E’ la fame che lo muove, è ancora interesse, dovrà lavorare alla grande per trasformare questa fame in amore. 

L’altro figlio sta col padre: non si muove, aspetta senza lode né infamia che il tempo passi.

Morirà ‘sto vecchio, mi lascerà quel che mi spetta! Io tento ogni tanto di strappargli qualcosa, ma non molla facilmente, ha in mano tutto lui ...”

Sta col padre, ma lo ritiene un padrone;
è docile, ma per convenienza;
è in casa, ma senza cuore.

Vuole bene non al padre, ma alle sue proprietà.

Il padre gli dice: tu sei sempre con me!
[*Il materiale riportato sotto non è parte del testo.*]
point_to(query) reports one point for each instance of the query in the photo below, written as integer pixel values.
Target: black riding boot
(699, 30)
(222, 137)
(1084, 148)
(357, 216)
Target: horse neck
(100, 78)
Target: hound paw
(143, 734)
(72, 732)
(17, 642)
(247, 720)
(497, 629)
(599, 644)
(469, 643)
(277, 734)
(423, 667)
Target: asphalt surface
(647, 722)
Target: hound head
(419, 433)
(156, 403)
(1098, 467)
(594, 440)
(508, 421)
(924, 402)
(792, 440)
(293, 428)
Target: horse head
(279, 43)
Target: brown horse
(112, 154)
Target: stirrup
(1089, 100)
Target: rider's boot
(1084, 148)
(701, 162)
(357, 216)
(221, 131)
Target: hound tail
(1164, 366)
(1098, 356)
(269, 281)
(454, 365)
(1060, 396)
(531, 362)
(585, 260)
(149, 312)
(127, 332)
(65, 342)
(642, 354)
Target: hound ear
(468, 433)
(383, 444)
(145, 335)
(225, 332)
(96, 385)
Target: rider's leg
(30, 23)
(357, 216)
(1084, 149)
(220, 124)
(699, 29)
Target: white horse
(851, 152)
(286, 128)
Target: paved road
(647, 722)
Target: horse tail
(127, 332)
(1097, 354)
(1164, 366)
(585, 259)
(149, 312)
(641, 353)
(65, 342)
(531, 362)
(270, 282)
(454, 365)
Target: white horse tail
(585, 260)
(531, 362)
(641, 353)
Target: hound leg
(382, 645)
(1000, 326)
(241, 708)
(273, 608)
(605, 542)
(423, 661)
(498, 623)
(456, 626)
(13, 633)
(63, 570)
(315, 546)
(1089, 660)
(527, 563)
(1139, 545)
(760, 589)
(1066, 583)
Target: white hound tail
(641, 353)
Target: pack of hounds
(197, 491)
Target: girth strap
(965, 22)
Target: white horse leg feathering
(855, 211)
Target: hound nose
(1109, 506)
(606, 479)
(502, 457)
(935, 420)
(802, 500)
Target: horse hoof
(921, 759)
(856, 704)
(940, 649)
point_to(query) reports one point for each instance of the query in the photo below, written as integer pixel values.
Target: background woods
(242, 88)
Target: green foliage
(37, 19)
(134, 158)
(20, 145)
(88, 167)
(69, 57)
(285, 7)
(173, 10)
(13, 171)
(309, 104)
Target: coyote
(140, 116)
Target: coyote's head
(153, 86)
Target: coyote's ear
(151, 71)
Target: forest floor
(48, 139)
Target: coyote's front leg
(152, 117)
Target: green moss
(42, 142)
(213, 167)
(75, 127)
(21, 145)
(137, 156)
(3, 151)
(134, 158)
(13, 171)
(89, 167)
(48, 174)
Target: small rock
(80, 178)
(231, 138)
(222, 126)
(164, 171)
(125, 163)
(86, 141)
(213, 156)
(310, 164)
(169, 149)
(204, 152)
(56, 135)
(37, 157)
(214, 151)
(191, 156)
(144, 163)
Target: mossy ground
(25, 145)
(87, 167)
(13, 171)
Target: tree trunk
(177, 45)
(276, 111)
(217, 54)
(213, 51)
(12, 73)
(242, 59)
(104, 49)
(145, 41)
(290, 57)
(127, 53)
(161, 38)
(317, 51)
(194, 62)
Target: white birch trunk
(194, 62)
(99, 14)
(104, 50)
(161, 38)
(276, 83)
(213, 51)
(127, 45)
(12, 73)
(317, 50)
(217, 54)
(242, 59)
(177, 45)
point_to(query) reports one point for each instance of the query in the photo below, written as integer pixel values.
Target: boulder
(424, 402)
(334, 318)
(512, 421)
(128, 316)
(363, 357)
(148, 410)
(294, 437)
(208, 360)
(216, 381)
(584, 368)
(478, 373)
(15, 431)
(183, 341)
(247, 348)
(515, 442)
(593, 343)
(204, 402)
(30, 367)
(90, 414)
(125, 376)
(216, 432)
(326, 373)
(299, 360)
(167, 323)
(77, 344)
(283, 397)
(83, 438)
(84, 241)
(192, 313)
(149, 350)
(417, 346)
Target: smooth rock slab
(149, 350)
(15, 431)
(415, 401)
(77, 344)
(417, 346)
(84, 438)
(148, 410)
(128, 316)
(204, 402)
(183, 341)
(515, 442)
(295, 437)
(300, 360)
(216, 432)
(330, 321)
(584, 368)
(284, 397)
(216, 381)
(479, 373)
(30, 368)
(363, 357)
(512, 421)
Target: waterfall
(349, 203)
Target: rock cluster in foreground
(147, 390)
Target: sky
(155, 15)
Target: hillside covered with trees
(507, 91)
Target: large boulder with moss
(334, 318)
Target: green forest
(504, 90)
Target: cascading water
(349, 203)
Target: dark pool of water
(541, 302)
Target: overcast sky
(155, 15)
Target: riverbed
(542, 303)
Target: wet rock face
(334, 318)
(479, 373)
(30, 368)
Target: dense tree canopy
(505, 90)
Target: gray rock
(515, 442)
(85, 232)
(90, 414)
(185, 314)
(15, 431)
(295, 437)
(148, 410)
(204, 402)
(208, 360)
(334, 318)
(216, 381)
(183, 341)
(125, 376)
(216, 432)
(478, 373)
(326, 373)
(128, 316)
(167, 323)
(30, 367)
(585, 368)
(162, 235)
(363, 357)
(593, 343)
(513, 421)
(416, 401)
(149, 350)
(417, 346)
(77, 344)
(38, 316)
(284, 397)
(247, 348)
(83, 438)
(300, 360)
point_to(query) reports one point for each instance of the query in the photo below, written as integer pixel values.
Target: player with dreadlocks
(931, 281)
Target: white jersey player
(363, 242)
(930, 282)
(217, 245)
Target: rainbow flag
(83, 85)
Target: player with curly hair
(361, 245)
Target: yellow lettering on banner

Ma lui non gode del padre, non sa che significa poterlo godere come padre, non scandaglia nel suo cuore, ma solo nel suo portafoglio.
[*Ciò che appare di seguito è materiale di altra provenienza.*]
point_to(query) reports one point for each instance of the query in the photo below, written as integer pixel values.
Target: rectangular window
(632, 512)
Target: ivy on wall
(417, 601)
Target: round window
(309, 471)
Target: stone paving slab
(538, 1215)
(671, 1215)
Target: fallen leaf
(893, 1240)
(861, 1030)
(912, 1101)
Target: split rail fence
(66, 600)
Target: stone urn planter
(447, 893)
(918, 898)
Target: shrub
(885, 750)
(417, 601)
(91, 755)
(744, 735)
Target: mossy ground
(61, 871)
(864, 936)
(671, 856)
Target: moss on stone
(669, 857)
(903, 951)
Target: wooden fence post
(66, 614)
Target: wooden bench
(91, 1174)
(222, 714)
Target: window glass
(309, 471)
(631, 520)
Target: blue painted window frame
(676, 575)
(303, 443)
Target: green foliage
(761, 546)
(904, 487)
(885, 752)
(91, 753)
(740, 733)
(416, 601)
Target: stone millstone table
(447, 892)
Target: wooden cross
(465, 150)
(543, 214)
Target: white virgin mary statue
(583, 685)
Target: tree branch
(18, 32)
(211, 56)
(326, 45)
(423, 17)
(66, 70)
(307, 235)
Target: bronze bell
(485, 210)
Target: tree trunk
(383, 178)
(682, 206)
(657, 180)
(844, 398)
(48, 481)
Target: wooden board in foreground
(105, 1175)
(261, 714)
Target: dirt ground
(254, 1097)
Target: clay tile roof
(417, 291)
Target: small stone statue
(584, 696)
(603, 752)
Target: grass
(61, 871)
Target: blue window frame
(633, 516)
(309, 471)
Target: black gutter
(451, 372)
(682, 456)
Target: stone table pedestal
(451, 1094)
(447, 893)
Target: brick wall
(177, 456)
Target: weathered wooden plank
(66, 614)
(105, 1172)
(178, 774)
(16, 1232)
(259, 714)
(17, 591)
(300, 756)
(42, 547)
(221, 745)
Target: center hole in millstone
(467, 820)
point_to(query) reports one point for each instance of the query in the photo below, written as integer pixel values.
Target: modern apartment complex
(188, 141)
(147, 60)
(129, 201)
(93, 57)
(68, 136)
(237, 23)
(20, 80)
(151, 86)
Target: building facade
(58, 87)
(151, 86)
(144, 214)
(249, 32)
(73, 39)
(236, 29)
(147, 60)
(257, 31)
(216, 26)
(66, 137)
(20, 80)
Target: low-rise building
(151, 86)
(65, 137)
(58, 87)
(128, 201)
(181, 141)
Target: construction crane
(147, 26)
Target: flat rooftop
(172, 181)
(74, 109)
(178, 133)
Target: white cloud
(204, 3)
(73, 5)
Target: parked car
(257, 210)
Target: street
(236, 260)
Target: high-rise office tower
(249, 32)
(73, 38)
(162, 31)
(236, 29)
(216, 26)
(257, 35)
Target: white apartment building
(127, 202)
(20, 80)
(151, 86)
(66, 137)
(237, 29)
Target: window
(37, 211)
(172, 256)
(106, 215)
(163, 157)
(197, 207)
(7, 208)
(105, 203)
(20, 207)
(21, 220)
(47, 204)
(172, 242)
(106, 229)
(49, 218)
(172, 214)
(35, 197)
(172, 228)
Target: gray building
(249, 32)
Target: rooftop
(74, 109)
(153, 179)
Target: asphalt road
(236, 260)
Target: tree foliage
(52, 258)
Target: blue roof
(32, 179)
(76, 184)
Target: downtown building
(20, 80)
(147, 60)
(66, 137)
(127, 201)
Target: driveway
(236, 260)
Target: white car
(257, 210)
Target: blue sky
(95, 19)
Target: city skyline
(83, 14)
E quando il primo figlio ritorna, forse per interesse, ma almeno ritorna, e dichiara di aver bisogno del padre, questo che sta sempre a casa si allontana col cuore e non ha il coraggio di chiamarlo “fratello”, ma “questo tuo figlio”, come quando in casa si litiga tra papà e mamma per i figli e si dice: guarda “tuo figlio” che ha fatto. 

Lo vuoi guardare in faccia questo mio figlio? Sì per me è mio figlio, anche se tu non lo vuoi più chiamare fratello.

Se lo accolgo di nuovo in casa, leggimi almeno in volto la fine della mia pena che da tempo provo anche per te, perché vuoi più bene ai miei vitelli e a i miei capretti che a me.

Stavi qui con me, ma non mi vedevi; mangiavi con me, ma pensavi di stare in un albergo: Posso sperare di avere due figli … o devo sempre credere di vivere con due  estranei? 

Qui il padre è un grande, è proprio l’immagine di Dio: passa la vita ad accogliere l’uno e a coinvolgere l’altro, non vuole lasciarli nel loro egoismo, spende la sua vita per farli cantare nell’amore.  

Quel Padre è Dio, quei figli siamo noi con tutte le nostre bizze, le nostre fatiche a vivere di amore, a trasformare la forza della vita, l’istinto di sopravvivenza, la voglia di felicità in progetto … progetto d’amore.

Finché non c’è l’amore la nostra esistenza è  approssimata, non è al massimo.

E Dio è proprio sempre con noi, per farci crescere in questo amore.